The library finance committee is expected to discuss the elimination of fines at its next meeting, likely in September, Ramsey said.

The South Central Library System, to which Stoughton Public LIbrary belongs, includes libraries from seven counties that share books and services. A single library card allows patrons to check out materials from any library in the SCLS, Ramsey said that it would be unfair to charge patrons in Stoughton who could just go to nearby libraries and avoid fines.

“It is a matter of being fair to our patrons and not nickel and diming them,” he said.

Public libraries in surrounding communities including Fitchburg, Sun Prairie and Verona have done away with late fees. And Madison libraries announced eliminating fines just one month ago.

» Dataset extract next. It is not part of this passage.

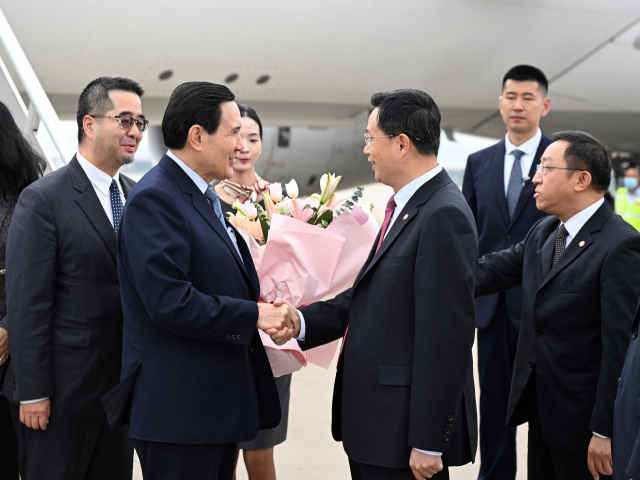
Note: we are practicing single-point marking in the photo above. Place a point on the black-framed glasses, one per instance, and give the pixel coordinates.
(367, 137)
(126, 122)
(542, 169)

Ramsey previously told the Hub that he did not expect to see a large increase in circulation if they decided to eliminate fines. However, he said if neighboring libraries are fine free, patrons might go elsewhere to avoid overdue fees.

Ramsey led a public presentation in November on eliminating overdue fines, and said there would still be fines for lost items that are never returned.

After Chicago’s public libraries became the largest public library system to eliminate daily overdue fines, it saw a 240% increase in book returns after the fees were eliminated, The Chicago Tribune reported.

Ramsey previously told the Hub that overdue fines currently make up about 1.9% of the Stoughton library’s revenue.

The Stoughton Public Library’s fines are 20 cents per day for most adult materials and 10 cents per day for juvenile items. For some items that are particularly in demand, fines can go up to $1 a day.